The Report from a recent Victorian Parliamentary inquiry contains further threats to freedom of speech and freedom of religion in Victoria.
The Inquiry into Anti-Vilification Protections looked at the effectiveness of existing anti-vilification laws including the Racial and Religious Tolerance Act 2001 (VIC). Amongst its 36 recommendations the Committee recommends that the Victorian Government (emphasis added):
- lower the civil incitement test from ‘conduct that incites’ to ‘conduct that is likely to incite’, a significant lowering of the bar for complaints (Recommendation 8)
- introduce a new civil harm-based provision to assess harm from the perspective of the target group. (Recommendation 9) to make unlawful conduct that ‘a reasonable person would consider hateful, seriously contemptuous, or reviling or seriously ridiculing of a person or a class of persons’ (Recommendation 10)

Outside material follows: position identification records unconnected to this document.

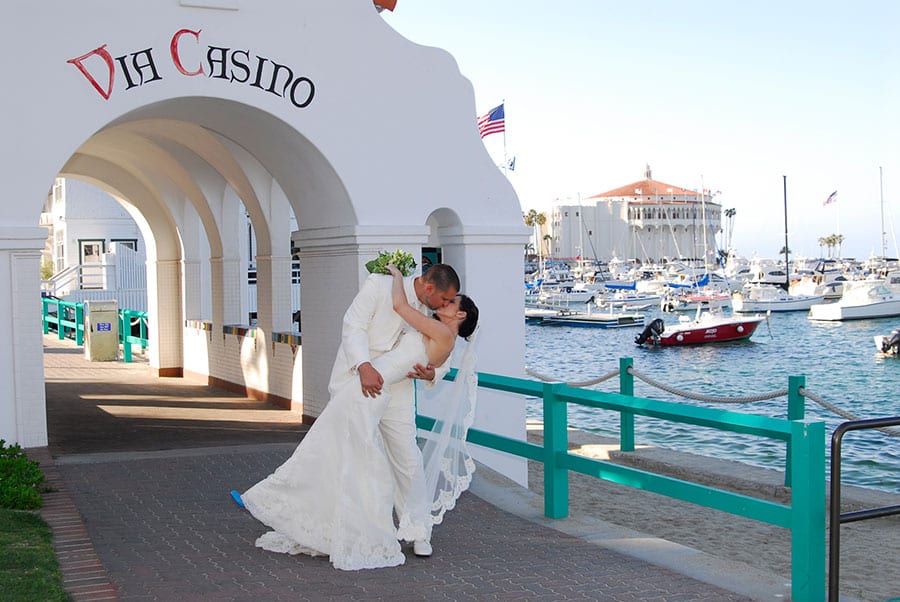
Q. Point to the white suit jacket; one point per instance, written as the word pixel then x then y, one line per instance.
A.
pixel 372 327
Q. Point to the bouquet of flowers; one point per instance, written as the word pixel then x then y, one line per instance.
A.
pixel 403 260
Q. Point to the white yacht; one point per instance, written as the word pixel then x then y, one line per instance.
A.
pixel 861 299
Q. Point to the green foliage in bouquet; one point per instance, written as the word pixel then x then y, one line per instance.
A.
pixel 20 479
pixel 403 260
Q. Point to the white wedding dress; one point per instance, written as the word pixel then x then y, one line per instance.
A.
pixel 334 495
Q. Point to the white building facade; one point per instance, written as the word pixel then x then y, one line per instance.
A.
pixel 186 111
pixel 647 220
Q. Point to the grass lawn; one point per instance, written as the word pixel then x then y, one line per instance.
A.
pixel 29 570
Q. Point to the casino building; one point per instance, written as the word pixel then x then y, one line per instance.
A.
pixel 647 220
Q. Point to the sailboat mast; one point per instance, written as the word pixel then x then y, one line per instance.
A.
pixel 883 233
pixel 787 265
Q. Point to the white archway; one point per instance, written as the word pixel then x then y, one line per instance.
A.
pixel 184 110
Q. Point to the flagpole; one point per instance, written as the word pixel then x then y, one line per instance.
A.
pixel 505 161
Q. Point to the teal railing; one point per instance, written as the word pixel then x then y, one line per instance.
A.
pixel 68 319
pixel 805 443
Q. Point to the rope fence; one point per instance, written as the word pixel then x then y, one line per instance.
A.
pixel 713 398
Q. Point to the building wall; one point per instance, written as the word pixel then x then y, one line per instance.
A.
pixel 162 130
pixel 624 229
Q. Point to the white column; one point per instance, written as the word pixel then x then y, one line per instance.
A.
pixel 23 413
pixel 166 318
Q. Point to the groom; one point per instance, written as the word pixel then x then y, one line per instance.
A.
pixel 370 328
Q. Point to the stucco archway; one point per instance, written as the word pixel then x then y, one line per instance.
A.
pixel 184 108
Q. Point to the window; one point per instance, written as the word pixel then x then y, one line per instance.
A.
pixel 131 243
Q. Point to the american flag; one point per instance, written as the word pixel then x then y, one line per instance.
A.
pixel 492 122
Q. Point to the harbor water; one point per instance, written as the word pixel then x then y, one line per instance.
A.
pixel 838 359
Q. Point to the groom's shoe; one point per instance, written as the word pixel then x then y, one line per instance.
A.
pixel 422 548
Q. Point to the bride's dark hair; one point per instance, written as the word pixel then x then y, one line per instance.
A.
pixel 467 326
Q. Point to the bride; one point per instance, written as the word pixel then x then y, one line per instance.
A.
pixel 334 495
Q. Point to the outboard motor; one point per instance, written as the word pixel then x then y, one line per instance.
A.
pixel 891 343
pixel 653 329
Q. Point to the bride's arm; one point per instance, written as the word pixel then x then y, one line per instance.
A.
pixel 430 327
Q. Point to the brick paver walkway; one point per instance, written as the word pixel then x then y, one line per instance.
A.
pixel 144 467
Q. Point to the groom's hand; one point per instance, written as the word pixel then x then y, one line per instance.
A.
pixel 370 380
pixel 423 372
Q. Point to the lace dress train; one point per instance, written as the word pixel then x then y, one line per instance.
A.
pixel 334 495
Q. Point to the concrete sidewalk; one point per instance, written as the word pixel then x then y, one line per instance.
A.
pixel 143 467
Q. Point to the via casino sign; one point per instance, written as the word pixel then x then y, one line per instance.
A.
pixel 233 66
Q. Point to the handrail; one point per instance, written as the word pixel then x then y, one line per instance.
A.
pixel 127 319
pixel 804 516
pixel 68 317
pixel 836 518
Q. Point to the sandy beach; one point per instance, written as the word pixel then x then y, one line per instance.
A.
pixel 870 550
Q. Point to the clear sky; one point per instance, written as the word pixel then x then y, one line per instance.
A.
pixel 733 95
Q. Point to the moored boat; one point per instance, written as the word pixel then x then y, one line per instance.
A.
pixel 756 298
pixel 706 328
pixel 862 299
pixel 565 317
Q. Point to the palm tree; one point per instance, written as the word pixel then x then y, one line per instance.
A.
pixel 535 220
pixel 831 241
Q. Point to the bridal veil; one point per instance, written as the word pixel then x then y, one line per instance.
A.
pixel 448 465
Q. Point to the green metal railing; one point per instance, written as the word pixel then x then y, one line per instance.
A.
pixel 68 319
pixel 805 441
pixel 127 319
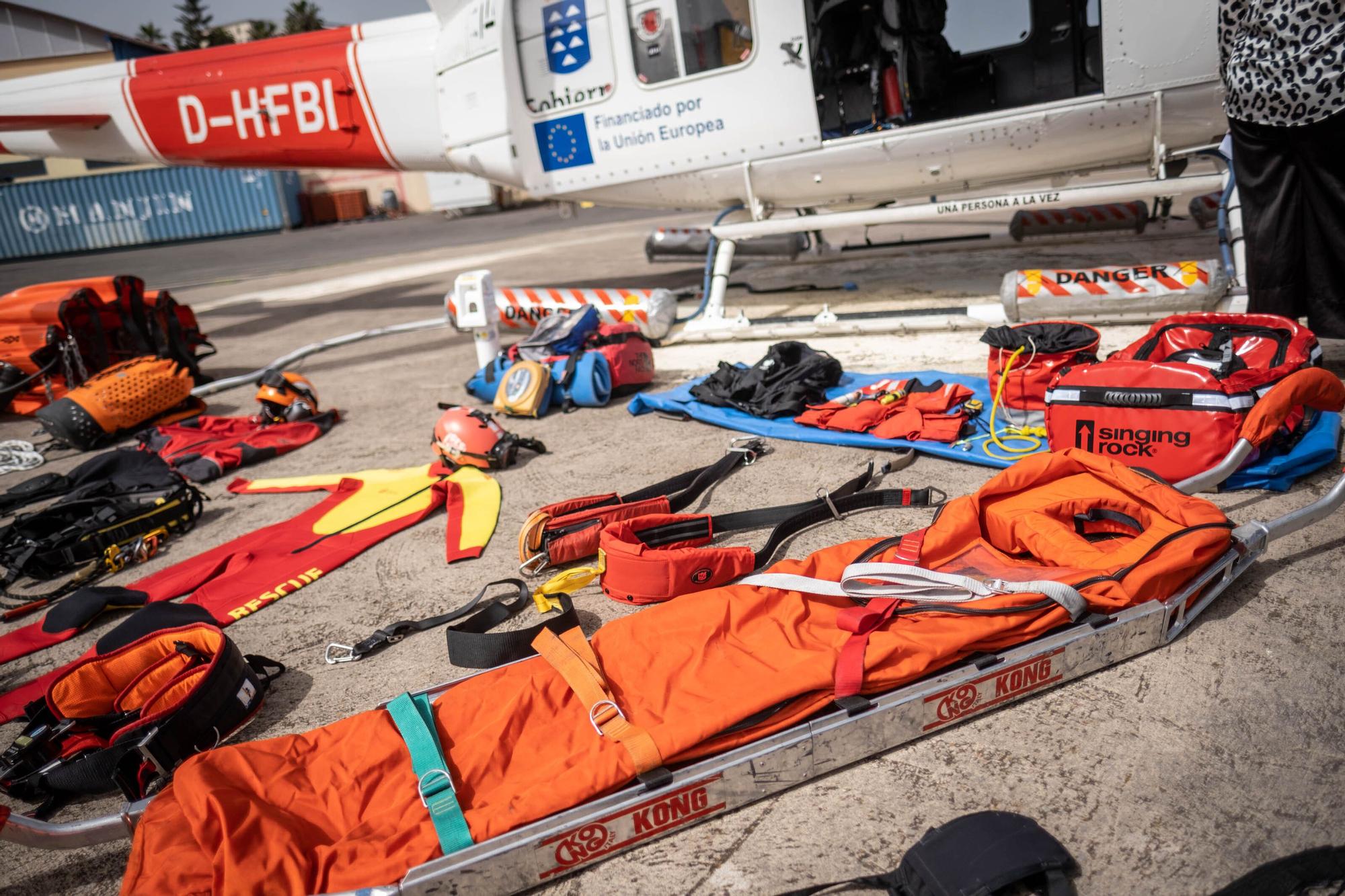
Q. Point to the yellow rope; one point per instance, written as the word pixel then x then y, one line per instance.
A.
pixel 1023 434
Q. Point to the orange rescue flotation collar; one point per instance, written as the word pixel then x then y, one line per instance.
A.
pixel 661 556
pixel 568 530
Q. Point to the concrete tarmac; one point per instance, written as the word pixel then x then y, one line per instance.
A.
pixel 1172 772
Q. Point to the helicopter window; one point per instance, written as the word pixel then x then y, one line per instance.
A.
pixel 892 64
pixel 677 38
pixel 970 30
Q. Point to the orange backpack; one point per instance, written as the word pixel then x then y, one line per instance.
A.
pixel 340 809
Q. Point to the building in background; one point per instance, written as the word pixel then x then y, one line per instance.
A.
pixel 76 205
pixel 36 42
pixel 240 32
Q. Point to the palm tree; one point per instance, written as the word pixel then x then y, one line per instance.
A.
pixel 262 29
pixel 151 33
pixel 303 15
pixel 196 25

- expand the criminal offences from covering the incitement of hatred or physical harm to actions "likely to incite hatred against, serious contempt for, or revulsion or severe ridicule of, that other person or class of persons" (Recommendation 20)
- broaden the protected attributes to include gender and/or sex, sexual orientation, gender identity and/or gender expression, sex characteristics and/or intersex status (Recommendation 1)
In addition, the Report proposes sweeping new powers for the VEOHRC and that the Government "fund organisations such as Victorian Legal Aid and the Victorian Aboriginal Legal Service to engage in strategic litigation on vilification matters to develop practice in this area" (Recommendation 28). No equivalent funding is proposed to assist in the defence of such litigation.
The words of the then Attorney-General in introducing the Change or Suppression (Conversion) Practices Prohibition Bill 2020 are worth remembering at this point -
This ensures that conduct generally directed—such as sermons expressing a general statement of belief—is not captured. However, such conduct may be considered as part of the Legislative Assembly’s ongoing inquiry into anti-vilification protections, Legislative Assembly (PROOF), 26 November 2020, 21 (Jill Hennessy, Attorney-General).
No legislation has been introduced in response to the Report's recommendations at this stage, although it does seem only a matter of time before such legislation is introduced. We will be working with other groups in Victoria to seek to mitigate some of the more extreme aspects of the Report's proposals.